El pescador que quiere batallar con el mar para salvar la máquina de la Durande
-Si existiera ese hombre -exclamó Deruchette, que procuraba consolar a su tío-, yo me casaría con él.
-¿Os casaríais con él, señorita? -murmuró un fornido mozo que se había acercado desde fuera del corro hasta colocarse ante ella. Era un pescador llamado Gilliatt, y se expresó con tal tranquilidad y resolución que todos hubieron de encontrar aquello fuera de lo ordinario.
No perdían de vista las personas a maese Lethierry, quien con gran solemnidad declaró que Deruchette sería esposa del que lograse salvar la valiosa máquina.
A la noche siguiente hablaban los pescadores y torreros de un loco a quien habían visto gobernar una balandra, recientemente construida, a través de los pasos más peligrosos por entre los arrecifes. Tratábase de Guilliatt, que se había decidido a ganar el premio, que realizaba sus más desvariados sueños. Partió para las rocas de Douvres y tomó por el camino más corto, despreciando peligros y exponiéndose a perder en un momento su batalla con el mar.

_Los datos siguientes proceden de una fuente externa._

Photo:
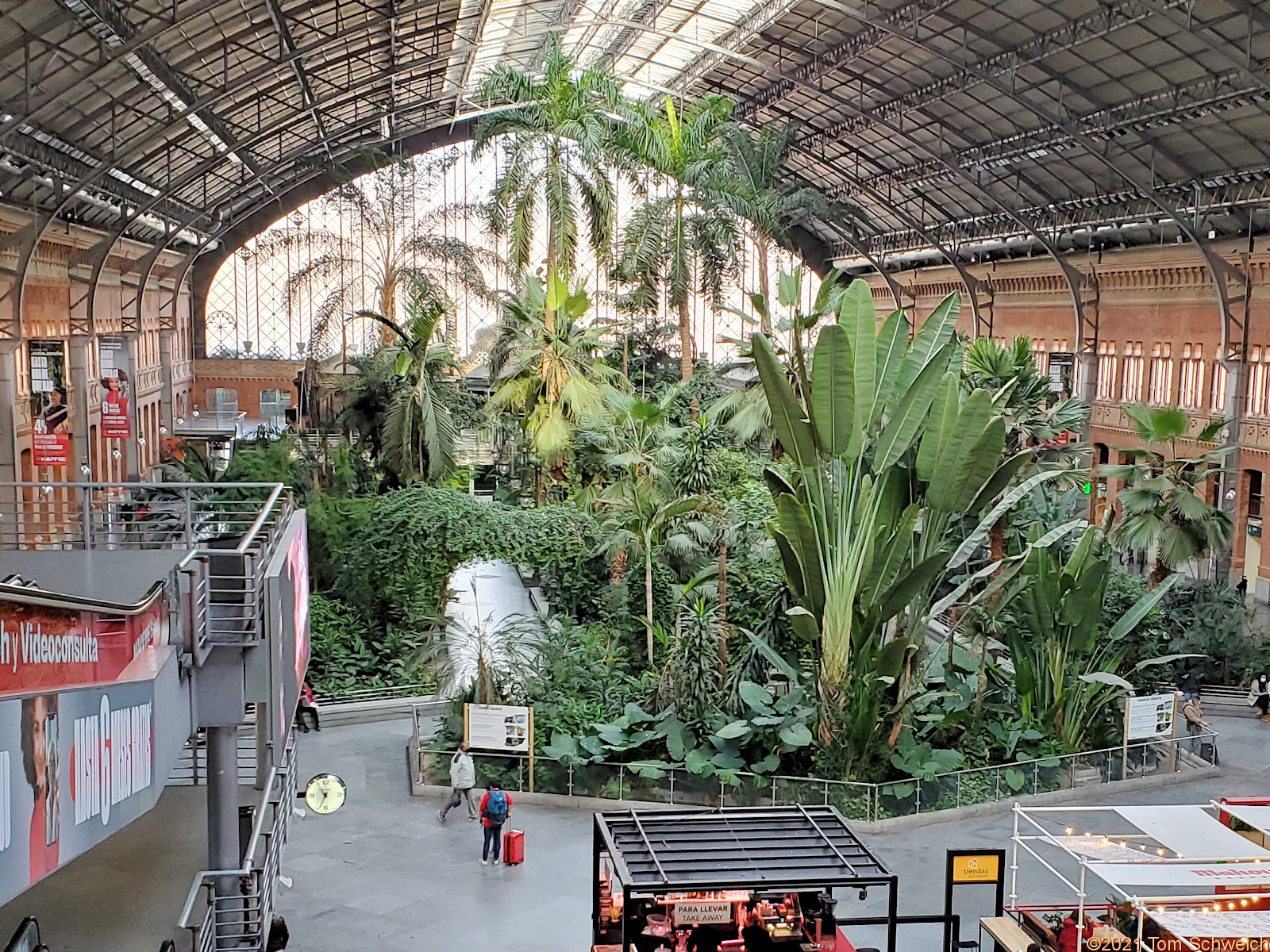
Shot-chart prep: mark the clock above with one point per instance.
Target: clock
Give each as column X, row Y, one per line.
column 325, row 793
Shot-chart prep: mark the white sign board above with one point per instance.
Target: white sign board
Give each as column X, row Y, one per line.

Sumido en la negrura de la noche surcó aquellas aguas como nunca se hubiese atrevido nadie, y al rayar el alba hallábase ya Gilliatt con su balandra en las feas y desoladas rocas de Douvres. Los dos gigantescos pilares de granito sostenían en lo alto el quebrado buque como una nuez en su cascara; pero Gilliatt no tenía tiempo para maravillarse mirando aquello. Amarró su embarcación, saltó a tierra y trepó hacia el buque naufragado, movido por su ilusión.